Djokovic, Nalbandian lose; Williams sisters, Henin, Blake, Nadal advance

KEY BISCAYNE, Fla. -- Novak Djokovic often bounces the ball more than a dozen times before serving, and the tedious ritual may have cost him a match Friday.

The defending champion at the Sony Ericsson Open went into a funk after being warned for taking too much time between points and then blew a third-set lead to lose his opening match.

Qualifier Kevin Anderson, a 6-foot-7 former NCAA doubles champion at Illinois, beat the third-ranked Djokovic 7-6 (1), 3-6, 6-4.

Djokovic won his first Grand Slam title at this year's Australian Open and was coming off a title at Indian Wells last week. But he struggled from the start against Anderson and was rattled by the warning from the chair umpire.

Serving at 2-0 in the third set, Djokovic won the next point after the warning to reach deuce but then lost 13 points in a row. Jeers from the crowd further agitated him, and by the time Djokovic collected himself, Anderson was up a break at 3-2.

"I didn't focus myself in that moment," Djokovic said. "But, you know, that's OK. It's all part of the game."

Anderson, a big-serving South African, played for three years at Illinois and won the 2006 NCAA doubles title. He turned pro last year, and the victory was his first over a top-10 player.

"I kept telling myself, 'I can do this. I've just got to believe in myself,'" said Anderson, ranked No. 122. "Even still, just knowing what he's done and what a great player he is, to have beaten him is a tremendous experience for me."

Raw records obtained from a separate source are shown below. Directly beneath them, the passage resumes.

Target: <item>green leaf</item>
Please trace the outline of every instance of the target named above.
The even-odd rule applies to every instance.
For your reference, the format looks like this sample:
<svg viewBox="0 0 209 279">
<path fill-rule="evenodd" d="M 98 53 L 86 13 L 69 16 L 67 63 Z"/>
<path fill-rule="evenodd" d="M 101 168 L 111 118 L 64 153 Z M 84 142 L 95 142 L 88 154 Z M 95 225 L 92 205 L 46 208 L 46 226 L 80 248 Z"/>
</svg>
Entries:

Another qualifier, Benjamin Becker, had no luck against second-seeded Rafael Nadal, who won 7-5, 6-2. No. 7 David Nalbandian lost to Xavier Malisse 6-1, 6-4, and No. 8 Richard Gasquet was beaten by Dmitry Tursunov 6-3, 6-7 (2), 7-6 (5). No. 9 James Blake eliminated Andreas Seppi 7-5, 6-3.

In women's play, defending champion Serena Williams, three-time champion Venus Williams and top-ranked Justine Henin won their opening matches in straight sets.

Serena, seeking her fifth Key Biscayne title, reached the third round by beating Edina Gallovits 6-1, 6-2. Her older sister double-faulted seven times but swept Marta Domachowska 6-4, 6-3. Henin defeated Angelique Kerber 6-4, 6-2.

Seeded players had opening-round byes and were in action for the first time Friday.

Djokovic, leading 2-0 but facing break point, was dribbling before a serve when umpire Norm Chryst warned him for taking too much time. Djokovic whacked a forehand winner to end that point and then screamed in the umpire's direction and shook both fists. The crowd hooted at the Serb.

Two points later, when Djokovic hit a first serve into the net, several fans cheered. He glared toward the stands and then lost the point and the game when he blew an easy volley.

Djokovic said he broke a shoelace during that rally.

"Obviously, the time violation and a lot of different things affected my service game," he said.

He rapidly unraveled from there, losing the next two games at love. Once Anderson took the lead in the final set, he kept it by serving well down the stretch, and on match point Djokovic slammed a forehand into the net.

Djokovic said he battled nerves at important moments against Anderson.

"Maybe I went for some shots too much, and he was wisely waiting for my mistakes," Djokovic said. "That was a crucial point."

Djokovic said he also felt a little tired. He's 17-4 this year as he heads to clay -- not his best surface.

"The good thing about this loss is that I can get a bit longer period of preparation and vacation as well," he said.

Serena Williams made herself right at home, as usual. Williams, who lives 90 minutes up Interstate 95 in Palm Beach Gardens, improved to 24-1 at Key Biscayne since 2002.

"I love playing here, I love having all my friends come and see me play," Williams said. "It's like playing at home. So I think any time you play at home, like the Patriots playing at home, you always have the extra oomph."

Henin showed no signs of the knee injury that troubled her at the start of the year. The Belgian hit 40 winners to only eight for her 80th-ranked opponent in raising her record this year to 13-2.

Henin began the year with pain in her right knee and considered surgery before deciding to treat the injury with cortisone and rest.

"I feel much better physically today than I did a few weeks ago -- that's for sure," Henin said. "So we could see it in my serve. ... I can play with my forehand again, and I feel that everything is better now."